Looking to start your own small business? Take a leaf out of Josh’s book—literally—and look at the common things around you with a fresh pair of eyes.
Frequently Asked Questions (FAQ)
What are kangkong chips made of?
Kangkong chips are made from fresh kangkong (water spinach) leaves, coated in a light batter, and deep-fried until crispy. Some versions are also air-fried for a healthier alternative.
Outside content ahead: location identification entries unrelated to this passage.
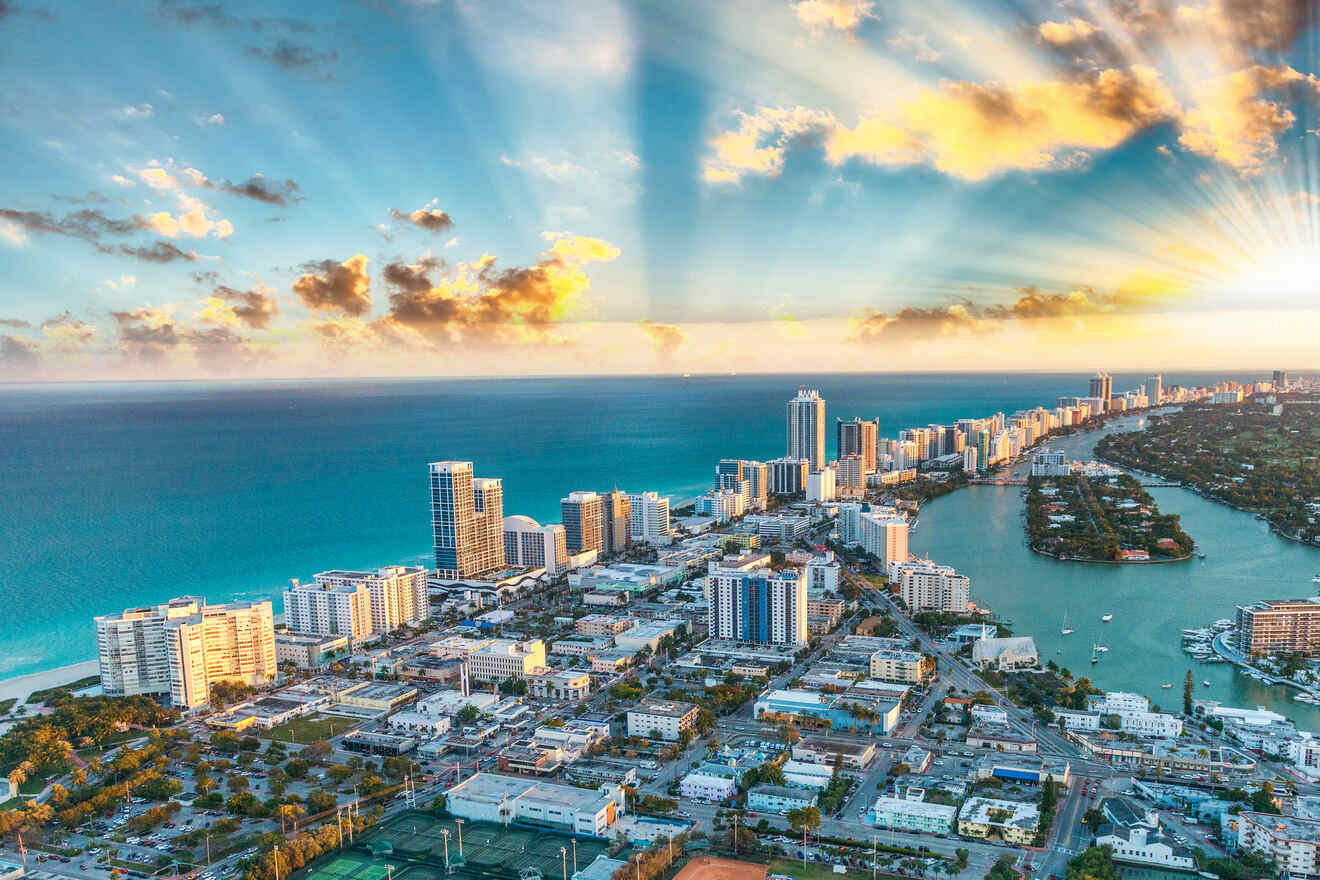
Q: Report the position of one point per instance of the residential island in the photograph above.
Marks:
(1101, 517)
(1257, 453)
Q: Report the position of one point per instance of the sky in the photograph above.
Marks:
(380, 188)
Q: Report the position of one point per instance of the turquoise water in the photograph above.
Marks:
(124, 494)
(980, 531)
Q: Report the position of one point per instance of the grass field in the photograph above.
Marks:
(309, 730)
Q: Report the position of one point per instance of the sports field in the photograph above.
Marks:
(487, 850)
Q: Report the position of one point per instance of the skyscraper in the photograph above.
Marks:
(858, 438)
(759, 606)
(1102, 387)
(467, 521)
(582, 531)
(615, 521)
(1154, 389)
(807, 428)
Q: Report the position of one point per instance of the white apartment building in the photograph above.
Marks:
(925, 586)
(532, 545)
(500, 659)
(885, 537)
(232, 643)
(667, 718)
(397, 594)
(131, 647)
(324, 608)
(823, 573)
(650, 517)
(821, 486)
(902, 814)
(1291, 842)
(704, 786)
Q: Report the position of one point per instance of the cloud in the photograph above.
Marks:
(481, 302)
(965, 129)
(264, 190)
(159, 252)
(193, 222)
(295, 57)
(230, 308)
(427, 218)
(838, 15)
(337, 286)
(1230, 120)
(66, 331)
(916, 45)
(665, 338)
(87, 224)
(19, 354)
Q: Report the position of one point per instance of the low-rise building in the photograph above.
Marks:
(903, 814)
(705, 786)
(821, 750)
(1291, 842)
(1135, 837)
(491, 797)
(778, 798)
(1010, 821)
(1005, 655)
(309, 652)
(661, 719)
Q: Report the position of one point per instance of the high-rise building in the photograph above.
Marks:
(788, 475)
(527, 542)
(758, 483)
(1102, 388)
(322, 608)
(229, 643)
(467, 521)
(807, 428)
(850, 472)
(582, 529)
(759, 606)
(858, 437)
(131, 647)
(925, 586)
(885, 537)
(1154, 389)
(650, 517)
(397, 593)
(615, 521)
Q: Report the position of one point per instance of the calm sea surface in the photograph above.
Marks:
(114, 495)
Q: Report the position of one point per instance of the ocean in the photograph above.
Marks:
(116, 495)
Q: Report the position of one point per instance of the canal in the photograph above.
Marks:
(980, 531)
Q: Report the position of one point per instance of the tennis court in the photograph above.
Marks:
(487, 848)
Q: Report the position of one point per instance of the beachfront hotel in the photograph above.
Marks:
(184, 645)
(467, 521)
(807, 428)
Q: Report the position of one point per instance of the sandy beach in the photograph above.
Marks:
(20, 686)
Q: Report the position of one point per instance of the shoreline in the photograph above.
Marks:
(21, 686)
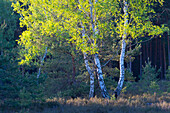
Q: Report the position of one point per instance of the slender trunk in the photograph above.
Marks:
(150, 51)
(156, 51)
(130, 63)
(122, 55)
(160, 58)
(164, 58)
(144, 53)
(96, 58)
(23, 70)
(147, 50)
(100, 77)
(42, 60)
(141, 64)
(91, 93)
(74, 68)
(168, 51)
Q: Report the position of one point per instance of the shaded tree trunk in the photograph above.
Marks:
(160, 58)
(141, 64)
(164, 53)
(74, 68)
(100, 77)
(96, 56)
(122, 55)
(91, 93)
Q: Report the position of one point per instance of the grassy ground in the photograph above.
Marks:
(145, 103)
Who is Josh Mojica, the innovator behind kangkong chips?
Josh Mojica is a young Filipino entrepreneur who popularized kangkong chips in the Philippines as a unique and healthy snack option. His innovation has inspired many local food businesses.
Are kangkong chips healthy?
Yes, when prepared with minimal oil or air-fried, kangkong chips are a healthier snack alternative. They retain nutrients from the kangkong leaves and can be seasoned with natural ingredients.
Where can I buy kangkong chips in the Philippines?
You can find kangkong chips in specialty food stores, online shops, or local markets. Some home-based businesses and brands also offer delivery nationwide.
Can I make kangkong chips at home?
Absolutely! You just need fresh kangkong leaves, a simple batter (flour, cornstarch, and water), and a method to fry or air-fry them. They are quick and easy to prepare at home.
Why are kangkong chips becoming popular in the Philippines?
They are loved for their crisp texture, savory flavor, and health appeal. As a homegrown innovation, they also highlight Filipino creativity in the food industry.